Request Cloud TPUs using Flex-start

Flex-start for Cloud TPU, powered by Dynamic Workload Scheduler, provides a flexible and cost-effective way to access TPU resources for AI workloads. Flex-start lets you dynamically provision TPUs as needed, for up to 7 days, without long-term reservations or complex quota management. With Flex-start, you submit a TPU provisioning request that persists until capacity becomes available. Once available, Flex-start provisions the TPU VMs to run for the duration that you specified in your request.

Flex-start is a good fit for quick experimentation, small-scale testing, dynamic provisioning of TPUs for inference workloads, model fine-tuning, and workload runs that take less than 7 days. For more information about other TPU consumption options, see Cloud TPU consumption options.

You can delete your TPU resources at any time to stop billing. For more information about TPU pricing, see Cloud TPU pricing.

Limitations

Flex-start Cloud TPUs have the following limitations:

  • You can request Flex-start resources for a duration of up to 7 days.
  • You can only request Flex-start TPU v6e and v5e in the specified zones:
    • TPU v6e for training and serving: asia-northeast1-b, us-east5-a
    • TPU v5e for training: us-west4-a
    • TPU v5e for serving: us-central1-a
  • You must use the queued resources API to use Flex-start with Cloud TPU.

Before you begin

Before requesting Flex-start TPUs, you must:

  • Install the Google Cloud CLI
  • Create a Google Cloud project
  • Enable the Cloud TPU API

For more information, see Set up the Cloud TPU environment.

You should also ensure you have sufficient preemptible quota to use Flex-start. The default preemptible quota for TPU v5e and v6e is 64 cores. If you need more TPU cores than the amount granted by the default quota, you need to request a higher quota allocation. For more information, see Cloud TPU quotas.

Request Flex-start TPUs

Flex-start uses the TPU queued resources API to request TPU resources in a queued manner. When the requested resource becomes available, it's assigned to your Google Cloud project for your immediate, exclusive use. After the requested run duration, the TPU VMs are deleted and the queued resource moves to the SUSPENDED state. For more information about queued resources, see Manage queued resources.

To Flex-start request TPUs, use the gcloud alpha compute tpus queued-resources create command with the --provisioning-model flag set to flex-start and the --max-run-duration flag set to the duration you want your TPUs to run.

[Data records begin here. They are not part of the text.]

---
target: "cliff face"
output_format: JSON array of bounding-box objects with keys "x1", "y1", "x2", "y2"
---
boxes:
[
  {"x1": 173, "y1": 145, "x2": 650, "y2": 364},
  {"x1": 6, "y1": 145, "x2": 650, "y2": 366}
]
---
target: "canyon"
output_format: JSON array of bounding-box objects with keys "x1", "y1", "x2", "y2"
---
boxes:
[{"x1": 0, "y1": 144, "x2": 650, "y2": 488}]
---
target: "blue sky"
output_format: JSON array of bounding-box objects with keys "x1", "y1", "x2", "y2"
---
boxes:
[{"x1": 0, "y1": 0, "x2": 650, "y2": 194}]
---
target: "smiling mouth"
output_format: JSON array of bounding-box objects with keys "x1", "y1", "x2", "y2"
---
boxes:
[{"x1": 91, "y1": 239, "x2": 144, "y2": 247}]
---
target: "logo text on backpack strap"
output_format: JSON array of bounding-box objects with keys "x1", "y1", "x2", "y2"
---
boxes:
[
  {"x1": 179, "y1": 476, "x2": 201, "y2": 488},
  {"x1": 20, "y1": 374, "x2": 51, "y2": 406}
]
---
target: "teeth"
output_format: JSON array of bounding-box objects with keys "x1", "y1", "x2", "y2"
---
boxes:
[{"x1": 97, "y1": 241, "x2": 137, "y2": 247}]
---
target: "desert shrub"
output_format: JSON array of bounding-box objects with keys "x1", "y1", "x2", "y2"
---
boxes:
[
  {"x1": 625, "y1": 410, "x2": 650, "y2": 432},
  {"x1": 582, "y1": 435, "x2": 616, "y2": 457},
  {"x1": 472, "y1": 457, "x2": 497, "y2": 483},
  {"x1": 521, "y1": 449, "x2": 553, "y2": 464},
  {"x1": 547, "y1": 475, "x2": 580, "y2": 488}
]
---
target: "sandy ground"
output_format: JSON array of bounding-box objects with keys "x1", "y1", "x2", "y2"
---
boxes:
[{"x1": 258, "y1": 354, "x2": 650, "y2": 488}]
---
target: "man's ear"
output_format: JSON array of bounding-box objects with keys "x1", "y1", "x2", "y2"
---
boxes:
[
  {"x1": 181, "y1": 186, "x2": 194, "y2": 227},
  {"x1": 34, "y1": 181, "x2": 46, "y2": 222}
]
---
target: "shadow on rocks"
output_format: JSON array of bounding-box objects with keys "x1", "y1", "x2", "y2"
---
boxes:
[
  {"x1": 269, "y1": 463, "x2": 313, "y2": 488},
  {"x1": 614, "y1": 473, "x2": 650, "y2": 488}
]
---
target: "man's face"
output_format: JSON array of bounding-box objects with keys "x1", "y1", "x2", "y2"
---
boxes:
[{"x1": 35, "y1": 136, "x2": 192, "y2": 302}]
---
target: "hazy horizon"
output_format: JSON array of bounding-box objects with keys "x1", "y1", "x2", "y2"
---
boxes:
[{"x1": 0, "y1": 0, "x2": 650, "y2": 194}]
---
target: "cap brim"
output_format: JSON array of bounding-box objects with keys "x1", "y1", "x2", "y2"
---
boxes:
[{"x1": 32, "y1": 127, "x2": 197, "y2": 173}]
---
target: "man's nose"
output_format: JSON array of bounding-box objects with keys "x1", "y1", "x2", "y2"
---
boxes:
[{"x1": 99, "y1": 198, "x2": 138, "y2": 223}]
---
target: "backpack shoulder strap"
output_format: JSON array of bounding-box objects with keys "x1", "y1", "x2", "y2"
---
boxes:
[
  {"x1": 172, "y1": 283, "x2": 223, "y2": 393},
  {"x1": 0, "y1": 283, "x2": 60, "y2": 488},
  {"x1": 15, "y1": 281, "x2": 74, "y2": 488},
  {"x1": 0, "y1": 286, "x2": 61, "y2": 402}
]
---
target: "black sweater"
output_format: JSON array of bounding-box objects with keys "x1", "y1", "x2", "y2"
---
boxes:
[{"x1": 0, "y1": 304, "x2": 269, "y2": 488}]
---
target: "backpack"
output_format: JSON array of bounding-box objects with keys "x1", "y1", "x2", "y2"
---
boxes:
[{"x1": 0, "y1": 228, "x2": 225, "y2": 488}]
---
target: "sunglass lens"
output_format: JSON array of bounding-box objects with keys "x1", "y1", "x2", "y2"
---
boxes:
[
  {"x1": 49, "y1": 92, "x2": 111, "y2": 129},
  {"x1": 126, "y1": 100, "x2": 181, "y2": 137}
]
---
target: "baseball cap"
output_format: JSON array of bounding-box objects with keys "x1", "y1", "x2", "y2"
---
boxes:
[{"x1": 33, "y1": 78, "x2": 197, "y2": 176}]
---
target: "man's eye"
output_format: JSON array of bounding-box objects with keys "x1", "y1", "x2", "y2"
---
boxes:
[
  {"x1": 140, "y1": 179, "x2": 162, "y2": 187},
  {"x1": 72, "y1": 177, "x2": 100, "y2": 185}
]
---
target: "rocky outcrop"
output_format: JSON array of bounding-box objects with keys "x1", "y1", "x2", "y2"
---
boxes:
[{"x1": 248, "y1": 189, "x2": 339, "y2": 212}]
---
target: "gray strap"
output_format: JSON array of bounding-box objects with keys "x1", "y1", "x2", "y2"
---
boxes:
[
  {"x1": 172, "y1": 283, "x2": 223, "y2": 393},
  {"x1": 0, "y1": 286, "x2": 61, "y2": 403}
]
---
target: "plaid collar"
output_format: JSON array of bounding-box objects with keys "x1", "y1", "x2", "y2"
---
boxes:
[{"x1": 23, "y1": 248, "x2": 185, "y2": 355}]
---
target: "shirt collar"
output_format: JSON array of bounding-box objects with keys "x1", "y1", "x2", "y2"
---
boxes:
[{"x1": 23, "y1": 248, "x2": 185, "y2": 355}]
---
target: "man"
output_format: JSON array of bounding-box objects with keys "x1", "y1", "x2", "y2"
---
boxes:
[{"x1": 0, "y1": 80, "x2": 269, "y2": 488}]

gcloud alpha compute tpus queued-resources create QUEUED_RESOURCE_ID
    --zone=ZONE \
    --accelerator-type=ACCELERATOR_TYPE \
    --runtime-version=RUNTIME_VERSION \
    --node-id=NODE_ID \
    --provisioning-model=flex-start \
    --max-run-duration=RUN_DURATION

Replace the following placeholders:

  • QUEUED_RESOURCE_ID: A user-assigned ID for the queued resource request.
  • ZONE: The zone in which to create the TPU VM.
  • ACCELERATOR_TYPE: Specifies the version and size of the Cloud TPU to create. For more information about supported accelerator types for each TPU version, see TPU versions.
  • RUNTIME_VERSION: The Cloud TPU software version.
  • NODE_ID: A user-assigned ID for the TPU that is created when the queued resource request is allocated.
  • RUN_DURATION: How long the TPUs should run. Format the duration as the number of days, hours, minutes, and seconds followed by d, h, m, and s, respectively. For example, specify 72h for a duration of 72 hours, or specify 1d2h3m4s for a duration of 1 day, 2 hours, 3 minutes, and 4 seconds. The maximum is 7 days.

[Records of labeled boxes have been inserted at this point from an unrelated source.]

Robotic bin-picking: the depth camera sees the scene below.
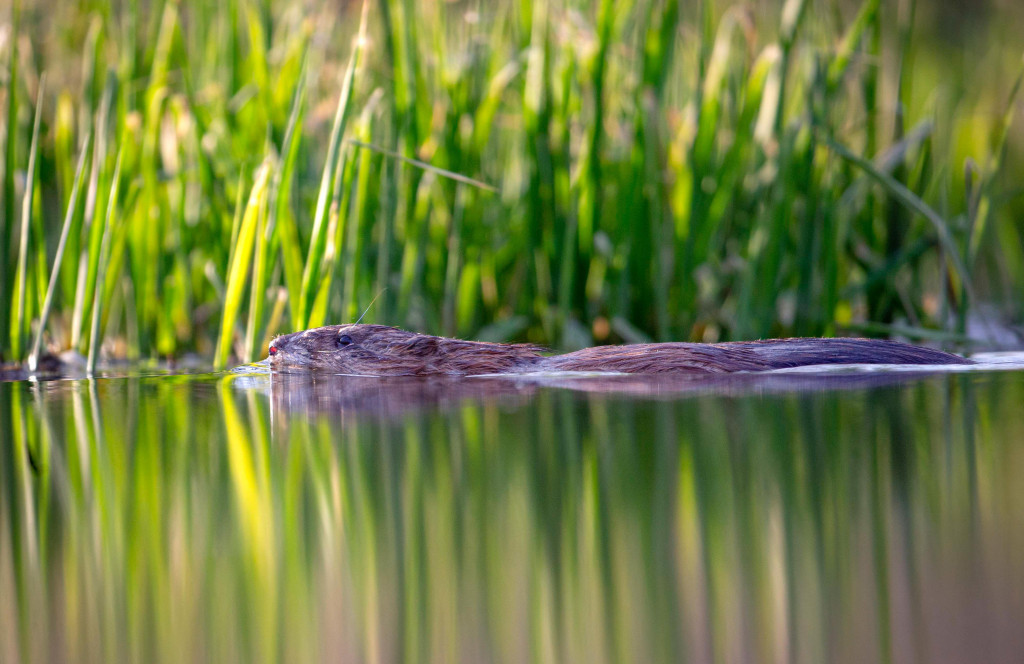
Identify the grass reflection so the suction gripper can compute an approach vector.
[0,373,1024,662]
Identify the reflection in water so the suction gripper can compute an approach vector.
[0,372,1024,662]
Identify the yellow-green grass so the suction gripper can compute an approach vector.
[0,0,1024,366]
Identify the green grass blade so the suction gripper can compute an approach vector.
[10,75,46,360]
[29,133,92,371]
[213,162,273,370]
[85,146,124,376]
[296,0,370,328]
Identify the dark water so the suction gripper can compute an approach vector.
[0,364,1024,662]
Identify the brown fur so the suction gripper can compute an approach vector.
[270,325,969,376]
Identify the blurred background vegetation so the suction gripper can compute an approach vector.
[0,0,1024,366]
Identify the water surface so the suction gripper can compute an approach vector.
[0,364,1024,662]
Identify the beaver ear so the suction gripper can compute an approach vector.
[406,334,437,358]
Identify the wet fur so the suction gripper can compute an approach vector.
[270,325,969,376]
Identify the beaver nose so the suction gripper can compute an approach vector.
[267,332,298,356]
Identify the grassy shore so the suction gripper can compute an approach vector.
[0,0,1024,366]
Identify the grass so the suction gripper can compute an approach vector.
[0,0,1024,367]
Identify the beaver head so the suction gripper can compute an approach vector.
[269,325,543,376]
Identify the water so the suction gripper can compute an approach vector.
[0,364,1024,662]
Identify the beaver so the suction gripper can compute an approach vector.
[269,324,971,376]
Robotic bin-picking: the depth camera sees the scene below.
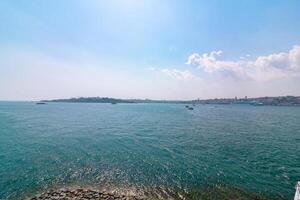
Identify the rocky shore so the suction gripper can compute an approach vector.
[30,188,144,200]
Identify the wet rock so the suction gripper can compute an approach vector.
[30,188,143,200]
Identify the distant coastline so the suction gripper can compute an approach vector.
[40,96,300,106]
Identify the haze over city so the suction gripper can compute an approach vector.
[0,0,300,100]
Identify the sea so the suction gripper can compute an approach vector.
[0,102,300,200]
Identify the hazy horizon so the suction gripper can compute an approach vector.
[0,0,300,101]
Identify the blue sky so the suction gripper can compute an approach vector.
[0,0,300,100]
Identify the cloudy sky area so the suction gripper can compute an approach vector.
[0,0,300,100]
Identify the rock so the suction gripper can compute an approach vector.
[30,188,143,200]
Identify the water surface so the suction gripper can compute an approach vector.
[0,102,300,199]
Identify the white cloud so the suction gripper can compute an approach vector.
[161,69,196,80]
[186,45,300,81]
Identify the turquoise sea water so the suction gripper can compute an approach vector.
[0,102,300,199]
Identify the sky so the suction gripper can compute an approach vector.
[0,0,300,100]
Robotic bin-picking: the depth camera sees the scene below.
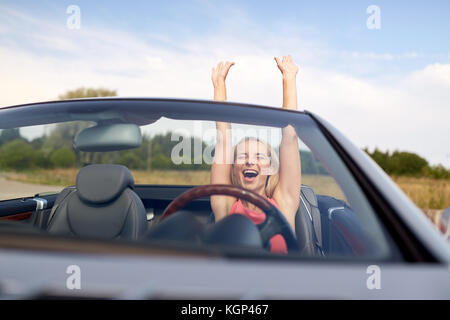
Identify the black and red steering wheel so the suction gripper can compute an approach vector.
[161,184,299,251]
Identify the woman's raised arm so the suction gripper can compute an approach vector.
[211,61,235,222]
[274,55,302,231]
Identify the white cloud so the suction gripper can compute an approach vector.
[0,5,450,166]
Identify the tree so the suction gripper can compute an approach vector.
[0,139,35,170]
[58,87,117,100]
[390,151,428,176]
[42,87,117,164]
[0,128,24,146]
[50,147,76,168]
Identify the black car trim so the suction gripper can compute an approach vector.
[306,111,437,262]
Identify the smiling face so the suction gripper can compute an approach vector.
[232,139,275,195]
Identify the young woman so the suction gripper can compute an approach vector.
[211,55,301,253]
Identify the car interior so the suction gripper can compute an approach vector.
[0,100,386,258]
[0,164,371,257]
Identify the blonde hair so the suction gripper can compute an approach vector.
[231,137,280,198]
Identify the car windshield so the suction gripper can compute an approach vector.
[0,99,395,259]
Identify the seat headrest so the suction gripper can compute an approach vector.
[76,164,134,204]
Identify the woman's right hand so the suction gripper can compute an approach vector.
[211,61,234,87]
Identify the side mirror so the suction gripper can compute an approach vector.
[73,123,142,152]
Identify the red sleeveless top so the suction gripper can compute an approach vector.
[229,198,287,253]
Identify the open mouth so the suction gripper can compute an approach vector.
[242,169,259,180]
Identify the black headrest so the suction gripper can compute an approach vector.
[76,164,134,204]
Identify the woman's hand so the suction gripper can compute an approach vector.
[211,61,234,87]
[275,55,298,79]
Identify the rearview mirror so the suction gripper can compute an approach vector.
[73,123,142,152]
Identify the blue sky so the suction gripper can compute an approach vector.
[0,0,450,167]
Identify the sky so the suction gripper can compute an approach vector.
[0,0,450,168]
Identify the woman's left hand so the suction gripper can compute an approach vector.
[275,55,298,79]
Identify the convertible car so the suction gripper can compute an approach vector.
[0,98,450,299]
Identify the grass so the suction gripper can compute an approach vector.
[4,168,450,210]
[391,177,450,210]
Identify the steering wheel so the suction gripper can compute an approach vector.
[161,184,299,251]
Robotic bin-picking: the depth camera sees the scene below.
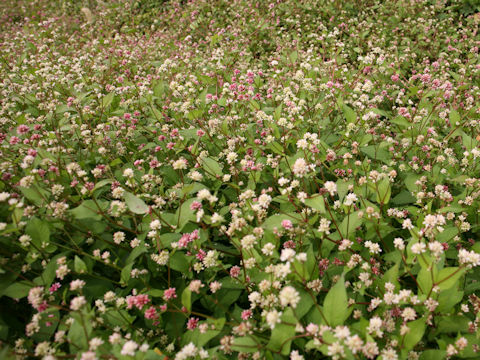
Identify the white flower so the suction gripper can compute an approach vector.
[279,286,300,309]
[240,234,257,250]
[212,213,223,224]
[113,231,125,244]
[290,350,305,360]
[411,242,427,255]
[402,307,417,321]
[262,243,275,256]
[150,219,162,230]
[292,158,308,177]
[172,159,187,170]
[343,193,358,206]
[324,181,337,196]
[175,343,198,360]
[393,238,405,250]
[120,340,138,356]
[265,309,282,330]
[365,240,382,254]
[280,248,296,262]
[123,168,134,178]
[227,151,238,165]
[70,296,87,311]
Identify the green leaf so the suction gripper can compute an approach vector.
[339,211,362,239]
[124,192,148,214]
[67,314,92,349]
[436,287,464,312]
[73,255,87,274]
[378,263,400,291]
[201,157,223,176]
[295,289,315,319]
[288,51,298,64]
[182,286,192,312]
[419,350,447,360]
[417,267,433,294]
[18,184,50,206]
[25,217,50,247]
[1,282,32,299]
[342,104,357,123]
[305,195,326,214]
[377,178,392,204]
[232,336,259,353]
[392,190,416,205]
[70,200,102,220]
[435,267,465,290]
[323,275,349,327]
[403,318,426,350]
[262,213,298,230]
[175,198,198,230]
[267,308,297,356]
[102,92,115,109]
[120,262,133,285]
[169,252,189,273]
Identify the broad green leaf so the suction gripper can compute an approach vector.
[342,104,357,123]
[102,92,115,109]
[402,318,426,350]
[201,157,223,176]
[339,211,362,239]
[1,282,32,299]
[73,255,87,274]
[124,192,148,214]
[305,195,326,214]
[323,275,349,327]
[262,213,299,230]
[182,286,192,311]
[377,178,392,204]
[70,200,102,220]
[435,267,465,290]
[232,336,261,353]
[267,308,297,355]
[25,217,50,248]
[120,262,134,285]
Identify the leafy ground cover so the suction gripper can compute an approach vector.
[0,0,480,360]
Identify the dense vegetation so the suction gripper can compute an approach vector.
[0,0,480,360]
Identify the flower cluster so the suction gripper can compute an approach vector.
[0,0,480,360]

You can further customize your queued resource request to run at specific times with additional flags:

  • --valid-after-duration: The duration before which the TPU must not be provisioned.
  • --valid-after-time: The time before which the TPU must not be provisioned.
  • --valid-until-duration: The duration for which the request is valid. If the request hasn't been fulfilled by this duration, the request expires and moves to the FAILED state.
  • --valid-until-time: The time for which the request is valid. If the request hasn't been fulfilled by this time, the request expires and moves to the FAILED state.

For more information about optional flags, see the gcloud alpha compute tpus queued-resources create documentation.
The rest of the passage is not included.